A “flipped classroom” program was created to increase the nurse’s knowledge and confidence in managing acute clinical decompensations prior to and into cardiac arrest . The flipped classroom allows learners to obtain instructional/educational content online outside of the classroom setting, then synthesize the content through hands-on learning/simulation in a setting with fellow learners and an educator/guide.

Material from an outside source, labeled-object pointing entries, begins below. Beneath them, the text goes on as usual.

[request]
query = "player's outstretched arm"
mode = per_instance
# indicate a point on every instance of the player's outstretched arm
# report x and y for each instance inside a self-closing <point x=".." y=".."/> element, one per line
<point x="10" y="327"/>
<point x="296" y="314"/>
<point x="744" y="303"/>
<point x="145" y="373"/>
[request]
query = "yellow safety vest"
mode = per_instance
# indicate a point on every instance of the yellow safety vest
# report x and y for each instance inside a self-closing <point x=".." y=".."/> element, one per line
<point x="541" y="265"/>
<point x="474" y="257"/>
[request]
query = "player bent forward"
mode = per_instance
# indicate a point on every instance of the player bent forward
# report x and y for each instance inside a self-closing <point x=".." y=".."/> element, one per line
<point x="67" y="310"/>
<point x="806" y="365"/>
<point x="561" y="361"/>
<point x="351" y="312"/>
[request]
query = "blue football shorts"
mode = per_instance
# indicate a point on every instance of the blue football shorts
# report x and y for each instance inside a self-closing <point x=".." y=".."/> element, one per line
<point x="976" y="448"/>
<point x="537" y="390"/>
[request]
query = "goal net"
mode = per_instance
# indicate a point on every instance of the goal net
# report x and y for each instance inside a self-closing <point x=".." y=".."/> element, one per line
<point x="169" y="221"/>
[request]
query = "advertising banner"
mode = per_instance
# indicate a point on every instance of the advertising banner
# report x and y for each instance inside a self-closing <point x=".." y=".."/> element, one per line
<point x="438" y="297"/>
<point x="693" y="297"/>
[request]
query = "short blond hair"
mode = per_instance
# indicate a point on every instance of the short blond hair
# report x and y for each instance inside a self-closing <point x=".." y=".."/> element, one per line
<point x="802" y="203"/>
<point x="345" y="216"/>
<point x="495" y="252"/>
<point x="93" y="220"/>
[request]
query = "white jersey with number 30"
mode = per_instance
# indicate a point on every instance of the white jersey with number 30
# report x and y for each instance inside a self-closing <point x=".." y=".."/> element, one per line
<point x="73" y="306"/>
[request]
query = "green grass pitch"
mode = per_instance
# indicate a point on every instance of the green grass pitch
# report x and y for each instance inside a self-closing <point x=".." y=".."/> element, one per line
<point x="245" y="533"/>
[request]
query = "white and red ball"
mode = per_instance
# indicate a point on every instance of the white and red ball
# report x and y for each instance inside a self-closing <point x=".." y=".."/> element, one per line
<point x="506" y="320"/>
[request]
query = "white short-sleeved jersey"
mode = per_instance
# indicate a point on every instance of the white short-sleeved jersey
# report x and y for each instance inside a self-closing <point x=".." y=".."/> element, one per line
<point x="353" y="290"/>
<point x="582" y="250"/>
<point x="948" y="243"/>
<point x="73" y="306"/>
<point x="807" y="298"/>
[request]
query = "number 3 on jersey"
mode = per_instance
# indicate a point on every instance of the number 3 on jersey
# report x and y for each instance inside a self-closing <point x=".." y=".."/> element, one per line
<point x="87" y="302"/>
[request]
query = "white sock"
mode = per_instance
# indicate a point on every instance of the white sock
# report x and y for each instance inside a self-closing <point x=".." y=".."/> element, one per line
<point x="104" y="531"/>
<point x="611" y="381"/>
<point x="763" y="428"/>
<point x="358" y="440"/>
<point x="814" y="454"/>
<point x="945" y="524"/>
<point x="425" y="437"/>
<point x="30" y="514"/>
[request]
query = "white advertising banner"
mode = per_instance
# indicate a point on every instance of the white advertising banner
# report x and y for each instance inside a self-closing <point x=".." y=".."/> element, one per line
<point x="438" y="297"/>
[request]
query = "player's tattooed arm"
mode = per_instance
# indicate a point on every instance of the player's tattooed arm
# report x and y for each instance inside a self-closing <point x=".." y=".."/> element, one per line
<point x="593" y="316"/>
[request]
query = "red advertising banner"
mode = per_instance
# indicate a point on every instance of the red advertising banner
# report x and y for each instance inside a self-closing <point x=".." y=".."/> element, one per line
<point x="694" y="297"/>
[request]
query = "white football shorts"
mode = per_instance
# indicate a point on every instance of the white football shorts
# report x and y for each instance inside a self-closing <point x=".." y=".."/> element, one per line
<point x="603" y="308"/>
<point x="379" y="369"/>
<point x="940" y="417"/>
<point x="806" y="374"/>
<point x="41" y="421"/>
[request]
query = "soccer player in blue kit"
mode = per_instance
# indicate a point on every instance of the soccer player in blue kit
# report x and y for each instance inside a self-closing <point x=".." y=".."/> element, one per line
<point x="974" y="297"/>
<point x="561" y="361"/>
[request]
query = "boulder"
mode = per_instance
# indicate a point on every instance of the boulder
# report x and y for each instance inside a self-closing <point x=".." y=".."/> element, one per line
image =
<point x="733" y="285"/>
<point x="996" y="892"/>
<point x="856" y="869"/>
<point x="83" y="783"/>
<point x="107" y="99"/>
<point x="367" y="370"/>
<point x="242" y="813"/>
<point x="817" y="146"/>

To make this important education more accessible to novice nurses, while , we reinvented the course to better meet the needs of the staff and Medical Center as a whole, by:
Creating a curriculum of recorded lectures (via video or voice-over PowerPoint to be delivered online via the medical center’s content management system all recorded (video or voice over PowerPoint) to be completed by learners prior to their live session.
Designing a 4 hour live interactive session as an active, case based hands-on course, utilizing the simulation techniques in Shapiro Simulation Center
Limiting class sizes to 12 learners to allow for maximum hands-on time and educational benefit
Utilizing the flipped classroom model to offer this course quarterly without increasing instructor burden
Our team has conducted six sessions of the updated course since October 2016 with all registered learners successfully completing the pre-simulation online curriculum and the live simulation session.
Learner feedback has been solicited through a written evaluation immediately after the simulation session and a follow-up survey aimed at determining whether attendees feel the course has influenced their practice.
In initial feedback after the session, learners cited increased knowledge of and comfort with recognizing and treating clinical decompensations at the bedside.
“It will make me more confident when emergencies arise.”
“Much better general understanding of how to ‘calmly’ care for patients in several emergent situations.”
Three month follow up data from session one revealed:
100% of participants Strongly Agree that “As a result of attending this program, I am better able to respond to bedside emergencies.”